I believe I have enough bits to start working on a "Vulture" from the film/TV Series "Salvage One", which starred Andy Griffith as a junk man wanting to fly to the moon and salvage all the stuff left there by NASA... The rocket was infamous for looking like it was actually built from scrapyard bits, and as TV shows go, it had that low-tech vibe that appealed to me so it's always been something I wanted to build as a flying rocket.

I'm using a BT-80 tube as the main body, I've got some BT-55 for the engine pods, along with some balsa nosecones I can whittle down into the engine pod nosepieces. It will be 24mm motor mount and I have no idea yet how I'm going to fabricate the cement-mixer capsule-nose, but I'll figure something out. I can fabricate most of the other bits from balsa, but the landing legs may need to be light hobby-grade plywood.

Anyhow, being a TV series that was pre-internet, there aren't a whole lot of photos out there. Maybe if I scour issues of STARLOG from the late 70's I can find something good, but if anyone has some good images/plans, let me know. I did a search here on TRF, but while it is mentioned a few times and even Estes did a prototype that never went into production, there ain't much, so, if you're sitting on a mountain of reference material, now is the time to share!!

Thanks!!
 
Howdy hive mind....
I believe I have enough bits to start working on a "Vulture" from the film/TV Series "Salvage One", which starred Andy Griffith as a junk man wanting to fly to the moon and salvage all the stuff left there by NASA... The rocket was infamous for looking like it was actually built from scrapyard bits, and as TV shows go, it had that low-tech vibe that appealed to me so it's always been something I wanted to build as a flying rocket.

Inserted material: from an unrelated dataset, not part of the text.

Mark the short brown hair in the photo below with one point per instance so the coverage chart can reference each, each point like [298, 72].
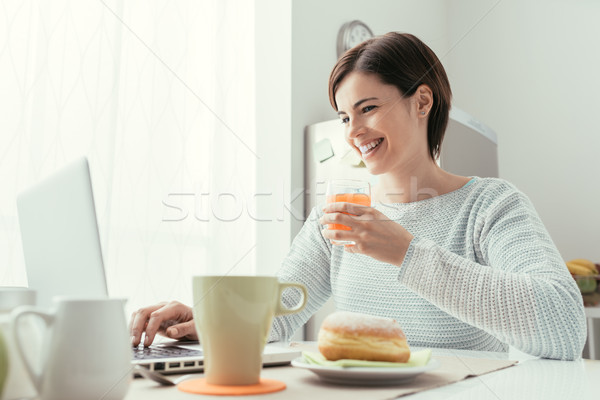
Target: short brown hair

I'm using a BT-80 tube as the main body, I've got some BT-55 for the engine pods, along with some balsa nosecones I can whittle down into the engine pod nosepieces. It will be 24mm motor mount and I have no idea yet how I'm going to fabricate the cement-mixer capsule-nose, but I'll figure something out. I can fabricate most of the other bits from balsa, but the landing legs may need to be light hobby-grade plywood.

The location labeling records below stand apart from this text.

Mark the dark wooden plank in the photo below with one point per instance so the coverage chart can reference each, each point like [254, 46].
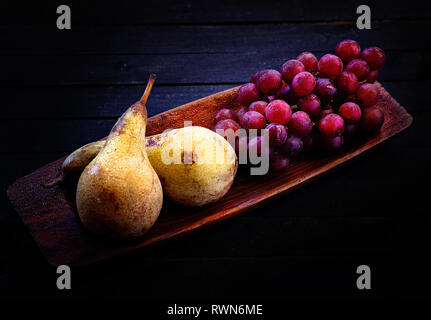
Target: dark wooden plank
[52, 221]
[210, 39]
[109, 102]
[209, 279]
[176, 68]
[273, 235]
[203, 11]
[94, 102]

Anyhow, being a TV series that was pre-internet, there aren't a whole lot of photos out there. Maybe if I scour issues of STARLOG from the late 70's I can find something good, but if anyone has some good images/plans, let me know. I did a search here on TRF, but while it is mentioned a few times and even Estes did a prototype that never went into production, there ain't much, so, if you're sitting on a mountain of reference material, now is the time to share!!

Thanks!!

Plenty here : https://duckduckgo.com/?q="Vulture"+from+the+film/TV+Series+"Salvage+One",&iax=images&ia=images
 
I swear someone posted detailed drawings here very recently, but I can’t find them anywhere.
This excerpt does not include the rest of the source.